Religion
- Affiliation: Islam

Location
- Location: 130 Martin Luther King Jr. Blvd Raleigh, NC 27601
- State: North Carolina
- Country: United States
- Interactive map of Islamic Association of Raleigh
- Coordinates: 35°46′08″N 78°38′15″W﻿ / ﻿35.768894°N 78.637412°W

Architecture
- Type: Mosque
- Established: 1983

Website
- masjidkingkhalid.org

= Masjid King Khalid =

Mosque in Shaw University, Raleigh, North Carolina, USA

The Masjid King Khalid (or the Mosque of the Late King Khalid bin Abdul-Aziz Al-Saud) is a mosque located in downtown Raleigh, North Carolina in the Shaw University International Studies Center.

==History==
In 1983, the International Studies Center (formerly International and Islamic Studies Center) was built on Shaw University Campus, a private Baptist University. Its construction was funded by a $1 million grant from King Khalid of Saudi Arabia, and established the mosque (then called the Jamaa'ah At Taqwa Mosque) as a part of this building on the second floor. The gift was arranged by the late Urabi Mustafa, a Palestinian professor who founded the International Studies Center.

In 2002, Shaw University had plans to close the mosque, resulting in protests.

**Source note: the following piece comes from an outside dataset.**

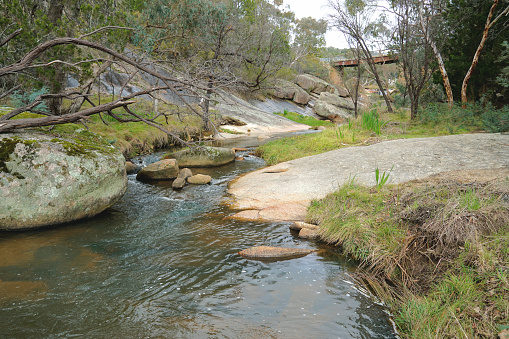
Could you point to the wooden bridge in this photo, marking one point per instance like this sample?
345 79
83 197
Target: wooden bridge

In March 2020, Shaw University closed access to the mosque stating the reason was a response to the COVID-19 pandemic. The mosque remained closed, despite the Thomas J. Boyd Chapel being open, which led to several months of protesting and discussions to reopen took place starting January 2023. This led to a decision in August 2023 to temporarily reopen the mosque to the public under a "Memorandum of Understanding" until August 2026.

==Shooting==
On 23 April 2024, 74-year old Kamal Rasool Abdal-Rafi was arrested by the Raleigh Police Department after firing a gun at another man regarding a dispute regarding walking a dog close to the building. Shots took place in the building which houses the King Khalid Mosque on the second floor. No injuries were reported, and classes were cancelled for the day.